I was choking with fear and the unspent energy of that leap. I bared my teeth and lunged. I missed his neck, found his shoulder.

“Vixen!” Hard knuckles struck my head, which affected me somehow in my middle, for the next thing I remember is being very sick all over a pair of satin rosettes.

Very carefully, I settled the Folk Bag over my shoulder. “Are you annoyed now?” And I bit him in the arm.

The rest is just a confused struggle, me trying to bite him, him bolting my arms tightly to my sides — which at least kept me attached to my Bag — scraping my back up the Shaft. My last frozen memory is looking into his forget-me-not eyes, seeing the livid scar behind his eyebrow, then falling, falling, clinging to my Bag, breaking through water, sinking deep, hitting rock, shooting up again.

It was fresh water.

“Corin!
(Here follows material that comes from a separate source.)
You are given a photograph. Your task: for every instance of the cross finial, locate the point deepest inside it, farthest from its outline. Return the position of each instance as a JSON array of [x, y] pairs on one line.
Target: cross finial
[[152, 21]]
Corinna!” Sir Edward’s voice sounded faintly through the Graveyard Shaft. “Corinna, answer me!”

I swam about blindly. I could not tell where the stream ended, or if the stream ended. There was only the echo of Sir Edward’s voice to tell me which way was up. It seems odd now as I write this, but there, flailing about in the water, I was mostly full of a joyful rage. I wouldn’t give. Sir Edward the satisfaction of my being eaten by the Folk. My Folk Bag was properly packed, candles and tinderbox wrapped in oilcloth. The Folk would not come near a lighted candle.

I splashed about, slapping water, slapping more water, finally slapping stone. I eased myself onto the bank.

“Corinna! Corin!”

I shook myself at the edge of the stream. “Corin! Corinna!” I said nothing, and shedding water makes no sound.

“Corin! Corinna!” Let him think I’d perished!

He called until dawn bloomed in the patch of sky through the Shaft. His final shout of “Corin!” turned into a cry of horror as a stream of smoke poured itself downward, past his head.

The bats had returned home on this, the morning of the Feast of the Keeper. The Folk won’t eat me, Sir Edward, and I know why. May your crops fail, Sir Edward; may your milk spoil.

And when you ask for her hand in marriage, may Lady Alicia slap your face.

July 11

My hair reaches past my shoulders. Two inches a day it grows. Even if I didn’t have my internal clock, I’d know I’ve been here six days. I’ve tried spreading my clothes on the floor, but they are always a bit damp, dreadful to put on. This morning I turned out my pockets and found a single amber bead. I hurled it from me. It bounced off the floor and rolled into a corner.